All posts in “Dogmatics”

Review: “Schleiermacher’s Preaching, Dogmatics, and Biblical Criticism” by Catherine L. Kelsey

Book: Schleiermacher’s Preaching, Dogmatics, and Biblical Criticism: The Interpretation of Jesus Christ in the Gospel of John by Catherine L. Kelsey. (Princeton Theological Monograph Series) [AMAZON LINK]

Publisher: Pickwick Publications [LINK]

Overview: Catherine L. Kelsey is one of the leading scholars of Schleiermacher in the English-speaking world. This book is the published edition of her dissertation, which establishes her reputation as a careful and generous reader of Schleiermacher. The book examines Schleiermacher’s interpretation of the Gospel of John and the fundamental interaction between preaching, dogmatics, and Biblical criticism. Along the way, it presents an accurate picture of Schleiermacher’s significant presuppositions and theological convictions. It is a valuble study, clearly articulated and convincingly argued.


Three critical focuses of Schleiermacher’s theology are carefully examined in this study: his preaching, dogmatics, and biblical criticism. The second is often the most frequently discussed, but in this text all three are given their due consideration, bringing much-needed attention to Schleiermacher’s preaching and Biblical scholarship. Kelsey stresses the interconnection of all three, and she articulates the significant presuppositions guiding Schleiermacher’s thought.

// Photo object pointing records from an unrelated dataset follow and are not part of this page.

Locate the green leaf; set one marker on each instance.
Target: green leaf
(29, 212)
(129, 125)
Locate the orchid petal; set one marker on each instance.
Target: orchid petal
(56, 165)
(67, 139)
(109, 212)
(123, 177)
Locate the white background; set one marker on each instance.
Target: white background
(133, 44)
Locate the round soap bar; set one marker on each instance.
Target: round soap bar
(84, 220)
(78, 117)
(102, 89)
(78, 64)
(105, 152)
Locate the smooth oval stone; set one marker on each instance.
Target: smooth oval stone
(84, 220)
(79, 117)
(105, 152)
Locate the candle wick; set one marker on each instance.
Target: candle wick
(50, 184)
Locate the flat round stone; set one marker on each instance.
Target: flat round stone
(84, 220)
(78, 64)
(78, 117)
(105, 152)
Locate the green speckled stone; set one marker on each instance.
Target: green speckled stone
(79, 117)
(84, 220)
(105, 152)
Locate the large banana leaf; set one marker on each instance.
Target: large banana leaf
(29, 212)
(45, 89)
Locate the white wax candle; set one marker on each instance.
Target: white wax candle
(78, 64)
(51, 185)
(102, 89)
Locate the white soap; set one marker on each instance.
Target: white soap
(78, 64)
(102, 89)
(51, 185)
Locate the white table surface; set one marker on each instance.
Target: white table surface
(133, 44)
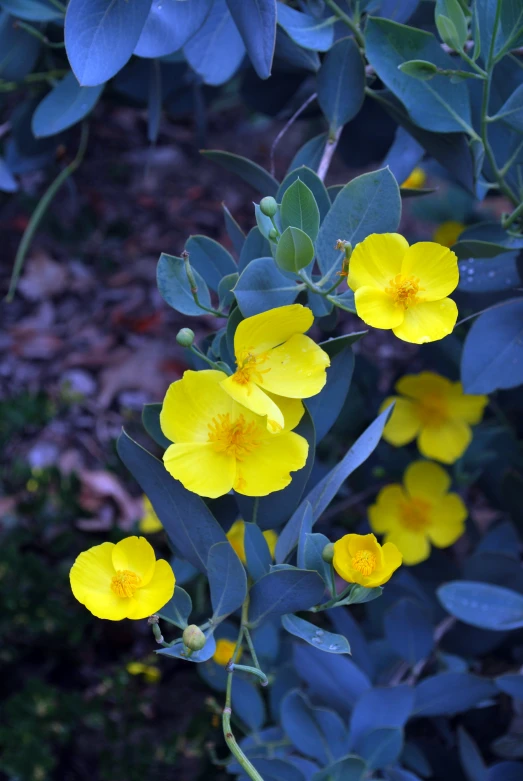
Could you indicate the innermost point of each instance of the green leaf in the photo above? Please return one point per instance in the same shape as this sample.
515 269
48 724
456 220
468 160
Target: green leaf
418 69
210 259
492 356
341 83
371 203
319 638
262 286
66 104
482 605
227 580
174 286
300 210
151 423
187 520
250 172
284 591
294 250
435 105
178 609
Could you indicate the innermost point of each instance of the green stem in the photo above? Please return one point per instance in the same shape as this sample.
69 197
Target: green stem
40 211
340 13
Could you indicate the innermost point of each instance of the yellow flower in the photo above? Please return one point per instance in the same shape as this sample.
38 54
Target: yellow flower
405 288
437 412
122 580
149 522
236 536
275 359
221 445
359 558
448 233
419 512
224 651
415 179
150 673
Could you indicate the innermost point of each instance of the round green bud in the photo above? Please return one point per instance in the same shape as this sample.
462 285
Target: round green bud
193 637
185 337
268 206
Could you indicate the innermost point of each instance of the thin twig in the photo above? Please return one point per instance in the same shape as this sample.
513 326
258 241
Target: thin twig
289 124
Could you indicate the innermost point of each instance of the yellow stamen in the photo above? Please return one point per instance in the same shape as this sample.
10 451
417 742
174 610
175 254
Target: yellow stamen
233 437
415 514
404 290
125 583
248 368
365 562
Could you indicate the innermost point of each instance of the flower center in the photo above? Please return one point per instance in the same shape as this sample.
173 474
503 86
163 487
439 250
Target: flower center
234 438
404 290
432 409
364 562
247 368
125 583
415 514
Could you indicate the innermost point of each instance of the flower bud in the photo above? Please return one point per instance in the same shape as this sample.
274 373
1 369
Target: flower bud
185 337
193 637
268 206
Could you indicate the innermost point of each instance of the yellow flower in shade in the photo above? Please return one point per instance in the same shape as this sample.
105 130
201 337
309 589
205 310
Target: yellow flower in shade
448 233
236 536
359 558
221 445
122 580
415 179
419 512
149 522
405 288
437 412
224 651
150 673
275 359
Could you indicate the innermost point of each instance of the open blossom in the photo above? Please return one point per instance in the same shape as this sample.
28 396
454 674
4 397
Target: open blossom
405 288
437 412
275 359
236 536
359 558
419 512
122 580
219 445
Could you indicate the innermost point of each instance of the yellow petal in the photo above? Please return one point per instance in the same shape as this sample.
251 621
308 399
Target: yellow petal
190 405
201 469
428 321
296 368
262 332
426 480
445 443
252 397
413 546
376 260
403 425
377 308
386 513
448 521
416 386
465 406
435 266
90 579
137 555
267 468
148 600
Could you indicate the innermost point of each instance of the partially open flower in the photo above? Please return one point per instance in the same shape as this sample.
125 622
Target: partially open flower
122 580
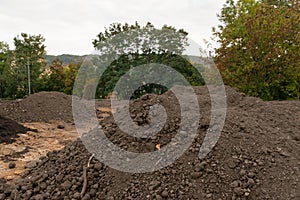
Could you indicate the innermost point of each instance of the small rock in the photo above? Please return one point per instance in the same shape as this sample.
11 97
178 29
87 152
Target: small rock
195 175
243 172
77 195
11 165
238 191
60 126
31 164
165 194
209 195
235 184
251 174
154 185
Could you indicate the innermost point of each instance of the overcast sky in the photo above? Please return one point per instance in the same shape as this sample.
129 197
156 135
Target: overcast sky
69 26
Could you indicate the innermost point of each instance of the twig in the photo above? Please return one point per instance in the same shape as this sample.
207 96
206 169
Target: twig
84 176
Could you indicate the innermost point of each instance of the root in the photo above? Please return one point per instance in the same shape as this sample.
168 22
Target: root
85 168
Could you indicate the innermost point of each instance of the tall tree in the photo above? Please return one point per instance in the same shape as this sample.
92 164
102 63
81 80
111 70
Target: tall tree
259 52
5 56
134 45
29 57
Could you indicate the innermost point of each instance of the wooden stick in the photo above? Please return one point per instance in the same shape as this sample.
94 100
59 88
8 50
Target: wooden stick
84 176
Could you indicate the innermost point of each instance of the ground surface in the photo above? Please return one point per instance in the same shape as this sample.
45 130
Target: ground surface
256 157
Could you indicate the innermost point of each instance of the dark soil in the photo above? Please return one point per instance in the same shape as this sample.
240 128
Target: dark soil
256 157
39 107
10 129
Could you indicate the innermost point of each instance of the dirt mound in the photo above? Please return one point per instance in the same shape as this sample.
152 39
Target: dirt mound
39 107
10 129
256 157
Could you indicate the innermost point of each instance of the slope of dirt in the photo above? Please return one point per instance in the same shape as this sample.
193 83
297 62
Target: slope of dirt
256 157
39 107
9 130
32 145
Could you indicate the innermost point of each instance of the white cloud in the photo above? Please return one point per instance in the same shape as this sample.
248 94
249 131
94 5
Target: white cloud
69 26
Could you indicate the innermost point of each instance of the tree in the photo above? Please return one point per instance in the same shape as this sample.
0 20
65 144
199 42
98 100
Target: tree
5 55
259 52
134 45
28 55
59 77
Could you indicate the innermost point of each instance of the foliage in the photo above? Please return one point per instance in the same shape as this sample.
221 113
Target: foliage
60 78
29 51
5 54
259 52
126 62
133 45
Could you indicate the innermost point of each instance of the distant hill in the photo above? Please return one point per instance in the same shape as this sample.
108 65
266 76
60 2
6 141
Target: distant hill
65 58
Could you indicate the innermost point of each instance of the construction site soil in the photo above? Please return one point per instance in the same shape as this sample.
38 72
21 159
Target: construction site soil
256 157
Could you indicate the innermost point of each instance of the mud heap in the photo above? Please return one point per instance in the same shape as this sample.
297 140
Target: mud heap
39 107
10 129
256 157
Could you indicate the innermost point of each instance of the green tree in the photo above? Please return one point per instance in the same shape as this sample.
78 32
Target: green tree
259 52
5 56
134 45
28 54
59 77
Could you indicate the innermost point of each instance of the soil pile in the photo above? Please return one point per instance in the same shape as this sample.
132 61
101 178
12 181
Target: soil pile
256 157
39 107
10 129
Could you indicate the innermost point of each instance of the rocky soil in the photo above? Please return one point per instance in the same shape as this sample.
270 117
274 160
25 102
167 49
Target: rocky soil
256 157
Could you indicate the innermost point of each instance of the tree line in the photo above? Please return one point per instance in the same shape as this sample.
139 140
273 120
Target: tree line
258 54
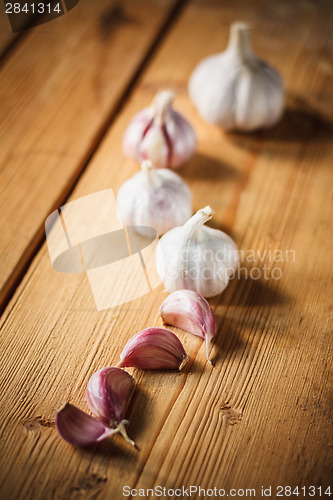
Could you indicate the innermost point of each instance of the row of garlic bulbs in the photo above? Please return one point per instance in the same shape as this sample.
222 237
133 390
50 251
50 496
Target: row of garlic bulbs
235 90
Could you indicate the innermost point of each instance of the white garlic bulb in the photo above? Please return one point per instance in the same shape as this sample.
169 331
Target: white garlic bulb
160 134
157 198
235 89
196 257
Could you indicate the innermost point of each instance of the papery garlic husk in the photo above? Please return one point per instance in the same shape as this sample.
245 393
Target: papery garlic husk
196 257
78 428
108 393
235 89
154 349
190 311
160 134
156 198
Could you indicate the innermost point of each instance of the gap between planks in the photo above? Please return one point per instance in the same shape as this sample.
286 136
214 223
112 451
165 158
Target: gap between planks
38 239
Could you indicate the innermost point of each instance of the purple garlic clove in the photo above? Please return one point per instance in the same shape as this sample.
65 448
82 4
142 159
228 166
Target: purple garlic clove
160 134
154 349
108 394
78 428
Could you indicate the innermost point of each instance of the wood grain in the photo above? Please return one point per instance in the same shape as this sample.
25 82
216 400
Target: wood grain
59 91
263 414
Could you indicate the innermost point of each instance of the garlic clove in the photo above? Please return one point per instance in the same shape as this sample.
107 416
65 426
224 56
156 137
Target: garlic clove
156 198
190 311
154 349
78 428
196 257
108 394
160 134
235 89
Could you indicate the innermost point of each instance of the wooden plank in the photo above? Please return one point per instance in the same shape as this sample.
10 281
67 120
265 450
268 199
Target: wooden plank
6 34
262 415
55 108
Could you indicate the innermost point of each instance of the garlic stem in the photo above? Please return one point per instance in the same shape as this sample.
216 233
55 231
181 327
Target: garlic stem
208 349
161 104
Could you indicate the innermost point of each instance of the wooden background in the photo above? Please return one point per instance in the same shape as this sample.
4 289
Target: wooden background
263 415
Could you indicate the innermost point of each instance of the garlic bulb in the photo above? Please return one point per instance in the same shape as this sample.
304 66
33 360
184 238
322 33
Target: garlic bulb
235 89
196 257
157 198
160 134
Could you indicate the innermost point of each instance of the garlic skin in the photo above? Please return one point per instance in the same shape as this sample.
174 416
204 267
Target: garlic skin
196 257
235 89
78 428
156 198
160 134
154 349
108 393
189 311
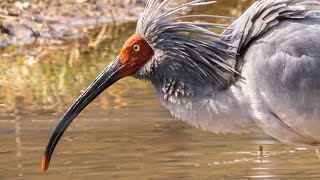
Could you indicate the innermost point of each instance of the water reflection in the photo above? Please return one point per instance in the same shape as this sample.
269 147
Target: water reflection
125 133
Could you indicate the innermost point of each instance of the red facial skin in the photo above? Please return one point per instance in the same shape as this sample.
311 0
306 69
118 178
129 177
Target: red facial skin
132 60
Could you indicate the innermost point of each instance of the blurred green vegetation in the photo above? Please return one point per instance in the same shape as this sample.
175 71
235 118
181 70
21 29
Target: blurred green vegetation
37 77
46 78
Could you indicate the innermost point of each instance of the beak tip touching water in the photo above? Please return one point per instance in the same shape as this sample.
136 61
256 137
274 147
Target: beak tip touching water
108 76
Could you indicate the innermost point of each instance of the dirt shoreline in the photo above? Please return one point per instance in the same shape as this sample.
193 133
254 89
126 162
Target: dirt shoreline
43 20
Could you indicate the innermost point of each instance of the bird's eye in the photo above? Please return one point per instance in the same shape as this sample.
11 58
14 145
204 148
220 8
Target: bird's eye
136 47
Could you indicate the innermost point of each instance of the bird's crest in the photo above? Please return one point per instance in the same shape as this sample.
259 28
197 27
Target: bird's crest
191 44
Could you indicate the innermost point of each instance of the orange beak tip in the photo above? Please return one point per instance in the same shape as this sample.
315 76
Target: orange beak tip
44 164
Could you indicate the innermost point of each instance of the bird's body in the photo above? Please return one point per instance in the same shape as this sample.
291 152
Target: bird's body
261 74
279 92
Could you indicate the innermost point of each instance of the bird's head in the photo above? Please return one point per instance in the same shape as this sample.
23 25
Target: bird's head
164 42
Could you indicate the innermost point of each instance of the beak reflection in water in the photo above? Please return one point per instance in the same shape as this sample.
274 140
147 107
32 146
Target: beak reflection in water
108 76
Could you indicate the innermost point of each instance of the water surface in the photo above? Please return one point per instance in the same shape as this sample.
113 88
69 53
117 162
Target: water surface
125 133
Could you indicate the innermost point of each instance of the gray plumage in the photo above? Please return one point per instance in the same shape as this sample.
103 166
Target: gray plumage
261 74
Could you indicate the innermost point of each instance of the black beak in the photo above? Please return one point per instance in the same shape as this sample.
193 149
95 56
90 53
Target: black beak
107 77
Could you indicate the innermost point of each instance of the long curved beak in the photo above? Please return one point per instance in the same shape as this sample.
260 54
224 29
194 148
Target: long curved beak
107 77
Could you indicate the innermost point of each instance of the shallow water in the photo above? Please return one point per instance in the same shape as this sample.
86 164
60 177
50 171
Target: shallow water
125 133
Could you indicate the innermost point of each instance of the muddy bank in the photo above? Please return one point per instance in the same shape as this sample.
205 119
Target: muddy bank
44 20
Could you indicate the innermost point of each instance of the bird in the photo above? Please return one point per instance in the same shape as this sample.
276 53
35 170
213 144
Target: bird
261 74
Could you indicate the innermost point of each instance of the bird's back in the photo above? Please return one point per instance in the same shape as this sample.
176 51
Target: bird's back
282 70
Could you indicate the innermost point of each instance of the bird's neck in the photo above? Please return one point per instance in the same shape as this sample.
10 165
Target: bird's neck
218 111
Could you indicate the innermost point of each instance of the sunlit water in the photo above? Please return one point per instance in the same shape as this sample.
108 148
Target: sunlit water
125 133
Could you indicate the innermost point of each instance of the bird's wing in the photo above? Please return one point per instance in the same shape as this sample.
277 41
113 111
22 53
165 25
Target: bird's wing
282 69
265 14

An appropriate quotation from Schleiermacher at the beginning of the first chapter sets the tone for the rest of the book:

I know of nothing better to desire for my life than the uniting of the podium and the pulpit. 1

Kelsey briefly states the purpose and goal of the work: “The chief purpose of this study is to investigate more closely the relationship between historical-critical interpretations, dogmatic interpretations, and faith interpretations of Jesus Christ.” 2 She stresses how these interpretations are not linear but are interactive. The result is a masterful study of all three interpretations of Christ in Schleiermacher—which occasions his work as a preacher, dogmatician, and biblical scholar—and the various ways in which these disciplines interact and correspond to each other.

One of the most fruitful discussions comes from chapter three, where Kelsey provides an introduction to three of the major presuppositions of Schleiermacher’s theology. These are the presuppositions she considers essential:

  1. “It is apparent to all who come into the sphere of Jesus’ influence that he is the Redeemer.” 3
  2. “Redemption is availible through the redeemer prior to his death and resurrection.” 4
  3. “Redemption is directly associated with incorporation into a community of Christians.” 5

These concisely present the core drives behind Schleiermacher’s theology, particularly his Christology. For example, presupposition number one explains why Schleiermacher placed significantly less of an emphasis on the death of Christ for redemption than he does on His life. Kelsey then makes a connection between Schleiermacher’s preaching, with these three presuppositions as its basis, and his dogmatics. This results in a careful reading of Christian Faith in the light of Schleiermacher’s preaching, in chapter four.

Finally, Kelsey examines Schleiermacher’s Biblical criticism, particularly his Life of Jesus lectures. One of the great values of this chapter, besides its nuanced reading of Schleiermacher’s lectures, is how well Kelsey defends Schleiermacher’s work against his critics. Because of the publication history of Schleiermacher’s Life of Jesus, it has become common to disregard his scholarship as inconsistent or non-historical. However, as Kelsey argues, a more careful reading reveals the benefits of Schleiermacher’s approach, even if modern historical research would invalidate some of his claims.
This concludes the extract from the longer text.